Cette fois, il n’a pas été question de conciliabules discrets ni de désaccords murmurés dans les couloirs feutrés. A Davos, les divisions de l’Occident ont éclaté en pleine lumière, directement dans les discours des dirigeants, qui se sont crêpé le chignon devant la communauté internationale, lavant leur linge sale sur la scène du Forum économique mondial. Le symbole est fort. L’ordre international issu de la Seconde Guerre mondiale, qui structure les relations transatlantiques depuis près de 80 ans, est bel et bien à l’agonie.

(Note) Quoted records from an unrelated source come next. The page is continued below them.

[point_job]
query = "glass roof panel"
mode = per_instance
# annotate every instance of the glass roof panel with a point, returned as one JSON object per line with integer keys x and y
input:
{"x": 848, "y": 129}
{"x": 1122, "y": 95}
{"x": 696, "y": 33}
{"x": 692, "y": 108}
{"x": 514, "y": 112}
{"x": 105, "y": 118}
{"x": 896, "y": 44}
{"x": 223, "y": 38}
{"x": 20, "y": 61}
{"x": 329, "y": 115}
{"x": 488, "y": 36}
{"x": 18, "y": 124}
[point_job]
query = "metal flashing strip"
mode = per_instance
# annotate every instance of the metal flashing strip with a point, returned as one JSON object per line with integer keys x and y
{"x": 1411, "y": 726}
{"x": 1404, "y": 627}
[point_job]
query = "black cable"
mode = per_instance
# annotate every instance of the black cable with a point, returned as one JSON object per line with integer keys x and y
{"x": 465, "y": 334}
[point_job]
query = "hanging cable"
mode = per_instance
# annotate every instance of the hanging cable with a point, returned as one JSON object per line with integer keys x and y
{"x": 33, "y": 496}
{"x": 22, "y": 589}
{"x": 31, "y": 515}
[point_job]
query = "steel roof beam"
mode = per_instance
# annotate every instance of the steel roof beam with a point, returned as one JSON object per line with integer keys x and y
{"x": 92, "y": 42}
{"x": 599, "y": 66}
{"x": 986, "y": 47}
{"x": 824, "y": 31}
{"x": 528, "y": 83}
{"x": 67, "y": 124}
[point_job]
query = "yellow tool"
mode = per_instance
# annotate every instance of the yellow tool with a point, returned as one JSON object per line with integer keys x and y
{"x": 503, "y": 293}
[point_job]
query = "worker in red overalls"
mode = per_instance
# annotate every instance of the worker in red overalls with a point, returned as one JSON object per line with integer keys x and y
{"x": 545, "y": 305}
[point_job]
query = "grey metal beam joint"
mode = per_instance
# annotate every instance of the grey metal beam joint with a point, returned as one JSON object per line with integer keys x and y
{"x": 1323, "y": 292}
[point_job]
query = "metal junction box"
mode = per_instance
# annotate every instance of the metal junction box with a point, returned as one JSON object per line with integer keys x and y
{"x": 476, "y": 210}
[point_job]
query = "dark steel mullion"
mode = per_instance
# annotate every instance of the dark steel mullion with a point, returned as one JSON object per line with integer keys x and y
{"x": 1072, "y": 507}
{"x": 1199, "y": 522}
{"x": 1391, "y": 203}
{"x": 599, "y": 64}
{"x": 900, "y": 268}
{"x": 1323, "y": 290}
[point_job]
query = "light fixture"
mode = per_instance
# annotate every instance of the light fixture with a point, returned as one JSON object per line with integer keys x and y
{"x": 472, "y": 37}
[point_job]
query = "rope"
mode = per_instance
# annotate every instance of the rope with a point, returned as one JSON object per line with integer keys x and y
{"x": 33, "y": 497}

Donald Trump a donné le ton. Sans détour ni précaution diplomatique, il a confirmé ses velléités expansionnistes sur le Groenland, territoire stratégique relevant du Danemark, tout en laissant entendre que le Canada pourrait un jour subir le même sort. Des déclarations qui, prononcées dans une enceinte censée promouvoir la coopération entre les supposés puissants, ont résonné comme une provocation assumée et un signal clair du retour d’une logique de rapports de force.
Mais c’est surtout l’Europe qui s’est retrouvée dans le viseur du président américain. Dans un discours d’une rare brutalité, Trump a affirmé ne plus reconnaître le Vieux Continent, qu’il a décrit comme plongé dans un «état lamentable». Il a martelé que sans l’intervention décisive des Etats-Unis au XXe siècle, l’Europe «parlerait allemand ou japonais», rappelant crûment la dépendance historique du continent à la puissance américaine.
Le président français, Emmanuel Macron, a été publiquement pris pour cible. Donald Trump l’a raillé en affirmant qu’il «joue au dur», une formule humiliante destinée à le remettre à sa place aux yeux du monde. Au-delà de l’attaque personnelle, c’est l’engagement européen en Ukraine qui a surtout été dénoncé. Selon Trump, le soutien apporté par son prédécesseur et par les Européens à Kiev constitue une «grave erreur», responsable du gaspillage de centaines de milliards de dollars qui auraient dû être consacrés à la recherche d’un compromis diplomatique.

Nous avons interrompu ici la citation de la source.